After the marvel of birth, the mother and baby are together, letting the cord pulse for several minutes to complete its transfer of vital chemicals before it is cut. There is no separation of mom and baby and no painful procedures. Ideally, the baby is placed on the mother’s belly and is allowed to find its way to the mother’s breast to massage a nipple and start the mother’s colostrum flowing (full of vitamin K) and the process of skin-to-skin touch and breastfeeding helps mom and baby quickly recover from the birth experience.
It goes without saying that birthing practices that go against the mother and baby’s rhythms are detrimental—they can throw the whole process off balance. Once medical intervention starts, it’s a slippery slope to more and more interventions (see The Business of Being Born). When mom’s own process and instincts are doubted by medical staff, the mother too can lose confidence, leading to fear, which shuts down the natural flow of helpful biochemical changes.
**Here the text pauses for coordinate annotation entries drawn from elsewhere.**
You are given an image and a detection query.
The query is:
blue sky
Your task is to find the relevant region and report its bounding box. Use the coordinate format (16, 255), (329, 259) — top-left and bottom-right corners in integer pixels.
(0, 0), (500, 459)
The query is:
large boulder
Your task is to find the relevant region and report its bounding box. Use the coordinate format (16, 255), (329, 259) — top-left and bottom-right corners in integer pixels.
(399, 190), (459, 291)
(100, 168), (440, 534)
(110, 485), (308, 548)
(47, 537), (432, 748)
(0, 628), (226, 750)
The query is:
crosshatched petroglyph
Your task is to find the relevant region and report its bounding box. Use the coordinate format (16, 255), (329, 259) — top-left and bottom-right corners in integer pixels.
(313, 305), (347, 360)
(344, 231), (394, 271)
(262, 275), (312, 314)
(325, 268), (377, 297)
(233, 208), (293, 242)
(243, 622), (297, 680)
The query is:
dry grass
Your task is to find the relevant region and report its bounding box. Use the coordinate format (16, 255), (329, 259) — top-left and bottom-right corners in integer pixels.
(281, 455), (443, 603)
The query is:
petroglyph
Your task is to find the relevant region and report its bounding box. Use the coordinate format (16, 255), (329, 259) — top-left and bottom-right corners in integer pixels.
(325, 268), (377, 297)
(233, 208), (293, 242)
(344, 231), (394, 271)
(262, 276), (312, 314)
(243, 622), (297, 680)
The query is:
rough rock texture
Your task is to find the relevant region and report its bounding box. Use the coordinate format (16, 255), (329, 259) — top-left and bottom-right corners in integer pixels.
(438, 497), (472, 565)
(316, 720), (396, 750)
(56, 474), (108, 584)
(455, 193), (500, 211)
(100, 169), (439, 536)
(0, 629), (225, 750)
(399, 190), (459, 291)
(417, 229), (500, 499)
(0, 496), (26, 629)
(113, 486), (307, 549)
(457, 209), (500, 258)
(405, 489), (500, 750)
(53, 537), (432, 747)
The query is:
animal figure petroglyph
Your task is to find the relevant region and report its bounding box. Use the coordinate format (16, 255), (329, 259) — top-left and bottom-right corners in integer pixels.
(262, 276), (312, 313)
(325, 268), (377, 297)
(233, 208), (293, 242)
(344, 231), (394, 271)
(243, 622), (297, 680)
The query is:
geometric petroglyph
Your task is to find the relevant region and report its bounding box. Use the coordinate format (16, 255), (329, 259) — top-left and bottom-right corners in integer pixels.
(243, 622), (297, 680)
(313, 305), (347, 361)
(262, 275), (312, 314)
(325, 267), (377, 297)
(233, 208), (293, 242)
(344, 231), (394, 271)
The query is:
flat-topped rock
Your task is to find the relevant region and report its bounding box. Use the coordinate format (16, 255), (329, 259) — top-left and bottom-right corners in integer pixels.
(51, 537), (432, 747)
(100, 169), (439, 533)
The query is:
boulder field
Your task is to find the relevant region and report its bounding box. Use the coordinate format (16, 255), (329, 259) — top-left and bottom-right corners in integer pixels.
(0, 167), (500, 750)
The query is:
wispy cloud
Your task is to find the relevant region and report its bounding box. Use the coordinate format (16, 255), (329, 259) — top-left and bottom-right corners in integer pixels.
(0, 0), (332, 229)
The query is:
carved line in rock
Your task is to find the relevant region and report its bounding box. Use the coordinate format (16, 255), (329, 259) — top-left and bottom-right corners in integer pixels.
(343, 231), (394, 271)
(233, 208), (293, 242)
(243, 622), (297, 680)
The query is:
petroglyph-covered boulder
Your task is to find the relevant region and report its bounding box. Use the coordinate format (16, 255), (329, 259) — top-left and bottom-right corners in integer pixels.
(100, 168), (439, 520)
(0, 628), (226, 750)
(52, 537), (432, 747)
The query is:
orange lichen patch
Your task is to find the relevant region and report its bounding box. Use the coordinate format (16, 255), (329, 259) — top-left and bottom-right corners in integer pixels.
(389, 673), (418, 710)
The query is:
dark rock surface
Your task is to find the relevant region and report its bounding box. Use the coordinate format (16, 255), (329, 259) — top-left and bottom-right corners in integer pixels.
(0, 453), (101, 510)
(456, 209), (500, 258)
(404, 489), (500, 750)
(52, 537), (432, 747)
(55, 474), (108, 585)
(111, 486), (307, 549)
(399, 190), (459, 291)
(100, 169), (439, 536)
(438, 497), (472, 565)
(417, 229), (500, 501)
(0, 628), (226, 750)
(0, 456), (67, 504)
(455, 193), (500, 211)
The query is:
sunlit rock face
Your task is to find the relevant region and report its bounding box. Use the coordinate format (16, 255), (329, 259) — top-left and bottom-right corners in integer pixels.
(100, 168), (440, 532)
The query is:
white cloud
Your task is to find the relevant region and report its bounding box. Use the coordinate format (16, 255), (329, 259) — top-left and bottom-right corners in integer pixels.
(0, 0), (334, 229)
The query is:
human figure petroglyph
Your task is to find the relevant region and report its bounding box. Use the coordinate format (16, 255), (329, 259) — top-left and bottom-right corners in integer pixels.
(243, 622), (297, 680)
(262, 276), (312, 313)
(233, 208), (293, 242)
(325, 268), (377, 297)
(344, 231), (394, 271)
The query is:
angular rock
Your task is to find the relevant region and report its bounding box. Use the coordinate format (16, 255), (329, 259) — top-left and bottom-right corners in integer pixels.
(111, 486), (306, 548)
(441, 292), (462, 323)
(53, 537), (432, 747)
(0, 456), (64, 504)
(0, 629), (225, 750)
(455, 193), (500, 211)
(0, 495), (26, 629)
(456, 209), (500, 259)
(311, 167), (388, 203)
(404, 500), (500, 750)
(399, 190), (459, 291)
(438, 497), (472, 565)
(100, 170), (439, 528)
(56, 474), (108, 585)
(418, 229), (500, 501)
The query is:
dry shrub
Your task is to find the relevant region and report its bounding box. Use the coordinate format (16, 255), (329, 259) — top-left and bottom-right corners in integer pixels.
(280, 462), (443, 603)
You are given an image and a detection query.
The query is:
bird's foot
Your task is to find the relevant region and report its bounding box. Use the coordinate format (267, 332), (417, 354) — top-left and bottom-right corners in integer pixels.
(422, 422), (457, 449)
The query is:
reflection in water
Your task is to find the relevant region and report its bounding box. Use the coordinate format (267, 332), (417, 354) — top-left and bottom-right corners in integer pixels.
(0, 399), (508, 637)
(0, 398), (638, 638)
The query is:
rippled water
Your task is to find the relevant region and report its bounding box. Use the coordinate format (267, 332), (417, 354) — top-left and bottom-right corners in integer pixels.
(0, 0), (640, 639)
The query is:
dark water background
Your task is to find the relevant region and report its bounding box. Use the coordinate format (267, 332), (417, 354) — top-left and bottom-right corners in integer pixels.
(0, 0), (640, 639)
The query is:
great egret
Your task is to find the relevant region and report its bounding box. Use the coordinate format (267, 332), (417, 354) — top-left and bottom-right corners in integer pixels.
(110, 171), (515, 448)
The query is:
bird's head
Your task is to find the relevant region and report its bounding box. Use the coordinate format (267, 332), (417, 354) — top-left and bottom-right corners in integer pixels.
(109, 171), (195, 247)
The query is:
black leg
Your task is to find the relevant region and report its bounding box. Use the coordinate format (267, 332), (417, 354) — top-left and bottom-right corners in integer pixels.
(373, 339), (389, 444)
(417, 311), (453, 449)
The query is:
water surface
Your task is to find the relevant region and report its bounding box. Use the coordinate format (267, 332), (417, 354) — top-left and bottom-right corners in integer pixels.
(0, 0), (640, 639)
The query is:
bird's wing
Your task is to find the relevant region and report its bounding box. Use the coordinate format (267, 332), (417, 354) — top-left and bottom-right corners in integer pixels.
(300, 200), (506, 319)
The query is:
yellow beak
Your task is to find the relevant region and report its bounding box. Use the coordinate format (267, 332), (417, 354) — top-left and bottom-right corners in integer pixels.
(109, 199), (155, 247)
Manipulation of mom then extends to baby who is typically exposed to bright lights, noxious odors, and painful experiences (circumcision, suction, shots, pin pricks, rough blankets) and worst of all, separation from mother (see Liu et al., 2007, for a review of effects of many practices in the neonatal intensive care unit). All these are stressors that add up and can lead the child in the wrong developmental pathway—to habituated fear and distress.
Harsh practices induce stress and foster brain changes that can become permanent if their duration is intense, long, or unmitigated (Lanius et al., 2010). Mother-child bonding can be disrupted (Buckley, 2015).
You would think that with all the medical supervision, US moms would be well off. But no, the USA has the worst rate of maternal childbirth death rates in the developed world.
It’s time for birthing options for healthy women to follow what the World Health Organization (WHO) recommends: Midwife guided birth in birthing units that are loathe to interfere with natural processes in low risk situations.
Next post, a mom’s birthing experience and reawakening.
Some Books for Birthing Self-Preparation:
Suzanne Arms. Immaculate Deception
Suzanne Arms, Immaculate Deception II: Myth, Magic and Birth
Nancy Bardacke (RN, CNM, MA), Mindful Birthing
Block, J. (2007). Pushed: The painful truth about childbirth and modern maternity care. New York: Lifelong books/Da Capo/Perseus.
Buckley, S.J. (2015). Hormonal physiology of childbearing: Evidence and implications for women, babies, and maternity care. Washington, D.C.: Childbirth Connection Programs, National Partnership for Women & Families.
Klaus, M.H., & Kennell, J.H. (1976/1983). Maternal-infant bonding: The impact of early separation or loss on family development. St. Louis, MO: C.V. Mosby.
Lanius, R. A., Vermetten, E., & Pain, C. (Eds.) (2010). The impact of early life trauma on health and disease: The hidden epidemic. New York, NY: Cambridge University Press.
Liu, W.F., Laudert, S., Perkins, B., MacMillan-York, E., Martin, S., & Graven, S. for the NIC/Q 2005 Physical Environment Exploratory Group (2007). The development of potentially better practices to support the neurodevelopment of infants in the NICU. Journal of Perinatology, 27, S48–S74.
Trevathan, W.R. (2011). Human birth: An evolutionary perspective, 2nd ed.. New York, NY: Aldine de Gruyter.